A greater likelihood that the US corn surplus will rise — putting a drag on prices — was underscored by Krista Swanson, the National Corn Growers Association (NCGA) lead economist. The group’s calculations show that US corn yields have increased for 90 years. If extended, that may leave 2024-25 with the biggest corn surplus since 1987, and stocks-to-use the highest since 1995. Weakness across key markets has left the composition of demand stable. With local growth slower, exports must partially plug the gap. Yet growing competition from Brazil and a strong dollar are challenges.

Even as these pressures support a negative outlook for corn margins, and yield growth could push stocks-to-use into the high teens this decade, Swanson emphasized multiple agronomic factors limit a pullback from corn planting.

Stocks-to-Use & Price History

Robust soybean output; fuel opportunity races export risk

Weak demand in China, a strong dollar and record South America soy production are among the challenges to prices and US exports we gleaned from comments by Scott Gerlt, chief economist of the American Soybean Association. More renewable-diesel use, aided by carbon credits, is boosting US soybean-oil use and should offset the export decline. Yet lower oil prices and worries about a surge in alternative low-carbon feedstocks are challenging soybean-oil value. Though input costs are off of recent highs, weaker soy-oil prices are keeping US soybean crush margins tight.

On the soybean supply side, US farmers face regulatory issues, which may curb options in 2025. The limited availability of herbicides may increase production costs and reduce environmental benefits if farmers return to more tillage to control weeds.

Oilseeds Outlook

Oilseeds Outlook in 2024

Bottom in Brazil farm incomes afoot

Despite lower crop prices, profit margins for Brazil’s farmers have been helped by easing input costs.
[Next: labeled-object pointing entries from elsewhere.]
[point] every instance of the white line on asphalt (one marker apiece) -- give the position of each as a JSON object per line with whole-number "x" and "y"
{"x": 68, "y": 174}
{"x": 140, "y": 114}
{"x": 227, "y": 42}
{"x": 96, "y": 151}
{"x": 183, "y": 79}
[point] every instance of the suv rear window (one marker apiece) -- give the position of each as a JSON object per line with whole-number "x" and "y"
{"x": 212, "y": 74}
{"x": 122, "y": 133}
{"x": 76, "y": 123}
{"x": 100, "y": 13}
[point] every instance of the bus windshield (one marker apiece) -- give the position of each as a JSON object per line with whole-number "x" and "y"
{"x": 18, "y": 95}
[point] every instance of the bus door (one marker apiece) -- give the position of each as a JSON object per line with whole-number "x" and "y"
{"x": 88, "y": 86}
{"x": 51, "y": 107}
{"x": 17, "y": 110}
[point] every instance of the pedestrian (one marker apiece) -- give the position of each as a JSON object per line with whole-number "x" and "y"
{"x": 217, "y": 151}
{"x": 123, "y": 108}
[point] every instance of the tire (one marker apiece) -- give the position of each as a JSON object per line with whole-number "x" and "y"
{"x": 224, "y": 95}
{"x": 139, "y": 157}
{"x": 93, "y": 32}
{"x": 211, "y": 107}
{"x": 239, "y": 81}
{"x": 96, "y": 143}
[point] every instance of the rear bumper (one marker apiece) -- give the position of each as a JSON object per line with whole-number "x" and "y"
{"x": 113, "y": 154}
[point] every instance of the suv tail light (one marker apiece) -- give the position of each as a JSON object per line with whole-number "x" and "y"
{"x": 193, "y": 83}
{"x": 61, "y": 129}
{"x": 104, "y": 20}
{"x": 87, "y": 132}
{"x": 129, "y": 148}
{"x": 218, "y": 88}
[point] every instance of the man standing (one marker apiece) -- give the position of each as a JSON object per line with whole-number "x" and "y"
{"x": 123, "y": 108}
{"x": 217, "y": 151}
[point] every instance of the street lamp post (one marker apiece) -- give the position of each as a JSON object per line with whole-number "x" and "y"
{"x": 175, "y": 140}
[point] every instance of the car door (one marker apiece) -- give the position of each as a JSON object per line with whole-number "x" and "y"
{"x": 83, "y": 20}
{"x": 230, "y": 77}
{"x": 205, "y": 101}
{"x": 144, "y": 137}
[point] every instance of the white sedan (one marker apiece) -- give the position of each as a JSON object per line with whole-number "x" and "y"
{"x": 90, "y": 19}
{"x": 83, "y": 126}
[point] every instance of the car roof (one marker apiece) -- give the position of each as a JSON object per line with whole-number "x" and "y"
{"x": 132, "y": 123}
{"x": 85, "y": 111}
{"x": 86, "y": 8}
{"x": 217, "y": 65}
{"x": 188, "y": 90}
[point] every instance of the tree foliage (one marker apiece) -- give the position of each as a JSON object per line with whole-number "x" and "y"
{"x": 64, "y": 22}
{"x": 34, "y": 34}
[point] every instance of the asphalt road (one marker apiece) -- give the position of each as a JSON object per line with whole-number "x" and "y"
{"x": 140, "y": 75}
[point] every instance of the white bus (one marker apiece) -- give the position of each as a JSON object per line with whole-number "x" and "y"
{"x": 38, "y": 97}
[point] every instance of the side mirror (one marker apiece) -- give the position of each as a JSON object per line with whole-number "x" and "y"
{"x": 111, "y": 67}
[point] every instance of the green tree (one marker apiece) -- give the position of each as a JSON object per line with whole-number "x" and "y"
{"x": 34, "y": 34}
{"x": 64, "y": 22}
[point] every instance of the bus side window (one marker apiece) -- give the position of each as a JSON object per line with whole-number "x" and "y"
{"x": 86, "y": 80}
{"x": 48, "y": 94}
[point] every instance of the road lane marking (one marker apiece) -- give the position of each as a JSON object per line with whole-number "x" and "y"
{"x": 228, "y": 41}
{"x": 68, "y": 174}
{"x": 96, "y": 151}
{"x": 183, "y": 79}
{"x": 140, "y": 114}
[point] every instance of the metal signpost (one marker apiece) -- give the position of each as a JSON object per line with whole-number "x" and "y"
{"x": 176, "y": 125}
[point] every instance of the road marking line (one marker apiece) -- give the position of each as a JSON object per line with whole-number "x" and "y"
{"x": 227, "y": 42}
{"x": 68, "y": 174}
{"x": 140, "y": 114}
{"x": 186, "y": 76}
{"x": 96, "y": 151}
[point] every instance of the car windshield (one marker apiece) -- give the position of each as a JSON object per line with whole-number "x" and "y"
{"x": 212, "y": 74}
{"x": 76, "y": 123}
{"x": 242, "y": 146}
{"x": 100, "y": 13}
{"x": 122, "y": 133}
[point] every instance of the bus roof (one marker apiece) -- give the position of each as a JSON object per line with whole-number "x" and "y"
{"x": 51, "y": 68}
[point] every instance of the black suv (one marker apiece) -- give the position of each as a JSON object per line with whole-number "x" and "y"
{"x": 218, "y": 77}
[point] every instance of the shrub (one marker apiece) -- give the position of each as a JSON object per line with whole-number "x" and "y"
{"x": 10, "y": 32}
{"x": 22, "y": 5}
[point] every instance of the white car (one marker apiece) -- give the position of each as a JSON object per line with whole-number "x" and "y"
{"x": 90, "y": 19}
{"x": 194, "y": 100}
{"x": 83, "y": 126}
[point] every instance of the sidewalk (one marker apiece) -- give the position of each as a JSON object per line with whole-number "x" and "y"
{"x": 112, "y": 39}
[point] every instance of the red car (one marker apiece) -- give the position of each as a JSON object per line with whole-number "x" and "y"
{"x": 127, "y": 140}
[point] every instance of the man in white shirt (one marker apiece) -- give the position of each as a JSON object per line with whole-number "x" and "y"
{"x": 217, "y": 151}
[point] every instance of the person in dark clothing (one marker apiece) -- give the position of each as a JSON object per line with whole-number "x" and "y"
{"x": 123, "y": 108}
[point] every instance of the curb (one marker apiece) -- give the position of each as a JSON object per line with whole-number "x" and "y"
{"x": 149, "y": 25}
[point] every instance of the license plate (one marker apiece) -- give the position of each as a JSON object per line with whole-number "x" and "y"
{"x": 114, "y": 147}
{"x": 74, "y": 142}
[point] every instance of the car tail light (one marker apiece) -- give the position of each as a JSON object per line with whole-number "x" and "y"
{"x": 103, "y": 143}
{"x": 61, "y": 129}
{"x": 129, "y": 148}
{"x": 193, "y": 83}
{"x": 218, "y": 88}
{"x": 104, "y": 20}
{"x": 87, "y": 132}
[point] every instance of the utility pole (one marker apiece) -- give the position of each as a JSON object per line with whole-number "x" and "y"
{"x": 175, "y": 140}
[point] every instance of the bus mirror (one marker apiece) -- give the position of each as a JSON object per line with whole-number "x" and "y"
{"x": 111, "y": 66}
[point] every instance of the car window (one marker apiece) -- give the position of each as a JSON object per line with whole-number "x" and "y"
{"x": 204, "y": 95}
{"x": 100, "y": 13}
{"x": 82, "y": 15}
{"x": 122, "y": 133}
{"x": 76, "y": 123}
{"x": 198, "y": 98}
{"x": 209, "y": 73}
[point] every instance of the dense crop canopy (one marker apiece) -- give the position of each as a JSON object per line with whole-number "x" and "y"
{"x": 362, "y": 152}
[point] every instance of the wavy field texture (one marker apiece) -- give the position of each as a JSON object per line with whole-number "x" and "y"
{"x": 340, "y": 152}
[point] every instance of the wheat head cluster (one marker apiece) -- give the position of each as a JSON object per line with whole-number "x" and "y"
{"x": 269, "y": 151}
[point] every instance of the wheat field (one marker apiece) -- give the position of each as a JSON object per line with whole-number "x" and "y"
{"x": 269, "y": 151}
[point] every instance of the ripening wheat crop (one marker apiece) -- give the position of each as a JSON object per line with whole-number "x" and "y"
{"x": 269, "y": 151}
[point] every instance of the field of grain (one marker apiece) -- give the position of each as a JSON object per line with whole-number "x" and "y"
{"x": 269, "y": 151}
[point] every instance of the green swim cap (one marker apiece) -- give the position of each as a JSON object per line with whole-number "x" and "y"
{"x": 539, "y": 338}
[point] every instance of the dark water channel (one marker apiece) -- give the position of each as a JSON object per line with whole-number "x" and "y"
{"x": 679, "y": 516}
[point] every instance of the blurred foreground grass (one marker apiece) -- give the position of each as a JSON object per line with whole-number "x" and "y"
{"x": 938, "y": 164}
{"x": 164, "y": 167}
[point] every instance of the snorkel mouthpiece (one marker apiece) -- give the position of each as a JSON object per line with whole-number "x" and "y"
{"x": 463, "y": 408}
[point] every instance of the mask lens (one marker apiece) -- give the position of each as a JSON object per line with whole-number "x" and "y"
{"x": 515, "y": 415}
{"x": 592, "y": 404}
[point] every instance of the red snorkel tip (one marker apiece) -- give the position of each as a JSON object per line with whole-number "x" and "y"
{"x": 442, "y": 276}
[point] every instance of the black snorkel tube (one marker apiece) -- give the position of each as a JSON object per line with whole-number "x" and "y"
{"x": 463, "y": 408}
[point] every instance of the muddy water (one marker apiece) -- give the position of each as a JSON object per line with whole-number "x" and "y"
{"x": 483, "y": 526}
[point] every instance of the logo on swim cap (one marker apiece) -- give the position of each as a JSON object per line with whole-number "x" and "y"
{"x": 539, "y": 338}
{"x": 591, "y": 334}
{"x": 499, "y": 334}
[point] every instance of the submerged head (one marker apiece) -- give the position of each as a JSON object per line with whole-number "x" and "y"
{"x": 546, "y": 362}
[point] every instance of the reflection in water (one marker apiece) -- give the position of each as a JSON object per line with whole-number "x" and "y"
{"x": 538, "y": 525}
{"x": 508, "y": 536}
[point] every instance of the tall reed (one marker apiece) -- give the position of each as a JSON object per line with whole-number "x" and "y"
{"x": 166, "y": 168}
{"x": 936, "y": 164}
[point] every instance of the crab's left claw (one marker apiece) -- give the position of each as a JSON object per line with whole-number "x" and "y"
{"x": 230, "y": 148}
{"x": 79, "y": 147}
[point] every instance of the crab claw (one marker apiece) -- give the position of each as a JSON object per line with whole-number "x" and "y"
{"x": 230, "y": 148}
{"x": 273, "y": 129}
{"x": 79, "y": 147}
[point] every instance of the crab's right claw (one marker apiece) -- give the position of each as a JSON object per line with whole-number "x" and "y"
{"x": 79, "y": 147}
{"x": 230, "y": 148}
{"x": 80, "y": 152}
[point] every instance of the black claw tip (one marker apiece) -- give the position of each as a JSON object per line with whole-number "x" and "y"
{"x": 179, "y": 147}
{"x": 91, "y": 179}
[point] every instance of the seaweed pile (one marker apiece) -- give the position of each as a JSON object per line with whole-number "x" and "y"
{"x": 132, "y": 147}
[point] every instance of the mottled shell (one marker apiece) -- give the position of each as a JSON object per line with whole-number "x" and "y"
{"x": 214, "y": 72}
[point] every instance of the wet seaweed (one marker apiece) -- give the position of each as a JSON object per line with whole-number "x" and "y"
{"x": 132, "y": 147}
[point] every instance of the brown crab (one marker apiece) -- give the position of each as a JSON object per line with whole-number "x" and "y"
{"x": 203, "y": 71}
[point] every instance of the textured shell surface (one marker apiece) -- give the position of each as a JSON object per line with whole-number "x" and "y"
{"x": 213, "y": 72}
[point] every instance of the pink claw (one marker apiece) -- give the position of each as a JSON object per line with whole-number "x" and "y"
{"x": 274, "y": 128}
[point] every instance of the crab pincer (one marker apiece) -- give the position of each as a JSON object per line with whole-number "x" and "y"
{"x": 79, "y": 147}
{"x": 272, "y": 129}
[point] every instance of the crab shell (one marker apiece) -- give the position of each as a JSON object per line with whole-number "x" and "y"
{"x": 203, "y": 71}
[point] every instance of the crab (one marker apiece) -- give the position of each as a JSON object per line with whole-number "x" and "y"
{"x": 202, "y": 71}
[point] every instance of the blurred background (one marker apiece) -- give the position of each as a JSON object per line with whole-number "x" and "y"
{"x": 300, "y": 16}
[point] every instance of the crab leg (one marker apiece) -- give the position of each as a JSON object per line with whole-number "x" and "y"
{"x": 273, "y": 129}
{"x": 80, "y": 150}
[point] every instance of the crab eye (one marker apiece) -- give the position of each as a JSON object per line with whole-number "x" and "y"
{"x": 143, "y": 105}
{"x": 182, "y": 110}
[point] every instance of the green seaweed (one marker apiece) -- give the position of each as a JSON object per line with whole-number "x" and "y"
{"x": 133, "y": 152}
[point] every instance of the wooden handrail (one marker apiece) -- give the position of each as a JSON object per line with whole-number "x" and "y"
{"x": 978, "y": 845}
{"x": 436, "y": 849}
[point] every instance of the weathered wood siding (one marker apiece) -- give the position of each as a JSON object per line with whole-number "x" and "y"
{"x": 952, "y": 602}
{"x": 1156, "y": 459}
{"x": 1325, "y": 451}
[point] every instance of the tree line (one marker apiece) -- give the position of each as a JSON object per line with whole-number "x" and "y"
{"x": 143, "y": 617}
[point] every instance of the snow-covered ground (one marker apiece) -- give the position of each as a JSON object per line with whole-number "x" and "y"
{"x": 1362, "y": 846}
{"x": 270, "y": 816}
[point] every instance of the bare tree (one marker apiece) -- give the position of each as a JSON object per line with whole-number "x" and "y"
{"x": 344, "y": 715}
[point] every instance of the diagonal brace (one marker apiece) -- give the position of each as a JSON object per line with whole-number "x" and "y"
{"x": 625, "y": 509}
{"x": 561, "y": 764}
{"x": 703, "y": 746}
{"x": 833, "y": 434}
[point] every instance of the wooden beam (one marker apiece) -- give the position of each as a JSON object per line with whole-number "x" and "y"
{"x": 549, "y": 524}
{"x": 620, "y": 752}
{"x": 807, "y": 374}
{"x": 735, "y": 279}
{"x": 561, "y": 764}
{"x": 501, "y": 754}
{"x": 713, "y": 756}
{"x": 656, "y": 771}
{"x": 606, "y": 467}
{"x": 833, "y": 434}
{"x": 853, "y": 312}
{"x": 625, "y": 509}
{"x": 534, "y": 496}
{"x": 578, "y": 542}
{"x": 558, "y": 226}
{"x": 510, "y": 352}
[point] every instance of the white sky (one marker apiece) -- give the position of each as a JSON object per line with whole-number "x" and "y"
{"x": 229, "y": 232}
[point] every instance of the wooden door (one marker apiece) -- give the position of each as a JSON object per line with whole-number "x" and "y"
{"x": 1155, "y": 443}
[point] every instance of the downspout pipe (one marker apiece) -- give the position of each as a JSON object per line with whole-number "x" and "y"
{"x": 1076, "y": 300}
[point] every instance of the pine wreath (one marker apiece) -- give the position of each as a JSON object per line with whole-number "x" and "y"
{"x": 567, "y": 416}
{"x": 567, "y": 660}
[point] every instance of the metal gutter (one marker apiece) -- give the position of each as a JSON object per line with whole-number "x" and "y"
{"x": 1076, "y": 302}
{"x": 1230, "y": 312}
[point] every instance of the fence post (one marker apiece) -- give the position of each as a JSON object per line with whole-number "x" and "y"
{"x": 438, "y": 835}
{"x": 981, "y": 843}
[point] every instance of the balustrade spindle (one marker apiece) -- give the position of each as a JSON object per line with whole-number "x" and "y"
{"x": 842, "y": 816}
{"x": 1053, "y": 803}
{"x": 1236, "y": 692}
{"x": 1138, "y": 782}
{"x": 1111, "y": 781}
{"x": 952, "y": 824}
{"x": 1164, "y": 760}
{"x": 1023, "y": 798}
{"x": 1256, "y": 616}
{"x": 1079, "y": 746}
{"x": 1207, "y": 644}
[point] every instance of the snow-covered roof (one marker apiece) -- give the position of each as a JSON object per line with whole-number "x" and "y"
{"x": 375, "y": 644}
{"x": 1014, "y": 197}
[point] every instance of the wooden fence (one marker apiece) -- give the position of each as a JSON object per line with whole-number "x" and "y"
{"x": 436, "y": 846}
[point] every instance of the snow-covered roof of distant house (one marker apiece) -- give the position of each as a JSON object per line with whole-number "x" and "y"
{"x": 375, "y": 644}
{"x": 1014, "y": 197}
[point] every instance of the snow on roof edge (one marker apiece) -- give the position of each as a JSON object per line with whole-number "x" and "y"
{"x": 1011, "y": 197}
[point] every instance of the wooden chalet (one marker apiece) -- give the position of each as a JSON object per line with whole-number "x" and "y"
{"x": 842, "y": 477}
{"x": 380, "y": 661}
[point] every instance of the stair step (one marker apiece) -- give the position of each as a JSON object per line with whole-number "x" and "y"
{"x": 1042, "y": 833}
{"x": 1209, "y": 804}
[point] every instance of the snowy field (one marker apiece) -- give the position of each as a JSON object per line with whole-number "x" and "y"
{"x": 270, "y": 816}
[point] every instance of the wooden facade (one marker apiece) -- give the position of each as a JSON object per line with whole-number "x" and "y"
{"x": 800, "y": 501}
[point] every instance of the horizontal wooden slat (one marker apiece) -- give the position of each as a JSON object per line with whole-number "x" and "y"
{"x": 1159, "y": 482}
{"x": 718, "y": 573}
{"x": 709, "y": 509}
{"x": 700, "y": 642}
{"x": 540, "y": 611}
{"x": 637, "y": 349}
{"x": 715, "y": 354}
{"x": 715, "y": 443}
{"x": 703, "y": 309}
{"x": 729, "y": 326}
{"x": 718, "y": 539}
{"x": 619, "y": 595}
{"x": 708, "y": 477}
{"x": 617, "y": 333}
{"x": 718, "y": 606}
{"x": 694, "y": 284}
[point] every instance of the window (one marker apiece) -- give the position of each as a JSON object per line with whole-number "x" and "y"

Farm profits, which have fallen in all major regions, look likely to recover toward 10-year averages over the next year. This was a key takeaway from comments by Ruy Cunha, CEO of Lavoro, the largest retailer of farm inputs in Latin America, at our 2024 Farm, Food & Fuel conference. Crop-protection product prices have fallen 36-47% vs. last year, and fertilizer prices have also returned to pre-pandemic levels.

Falling prices created pressure on balance sheets in 2023 for some participants in Brazil, who had built up inventories following Russia’s invasion of Ukraine. With inventories returning to normal, we believe 2024 conditions support a resumption of steady growth in Brazil’s farm sector.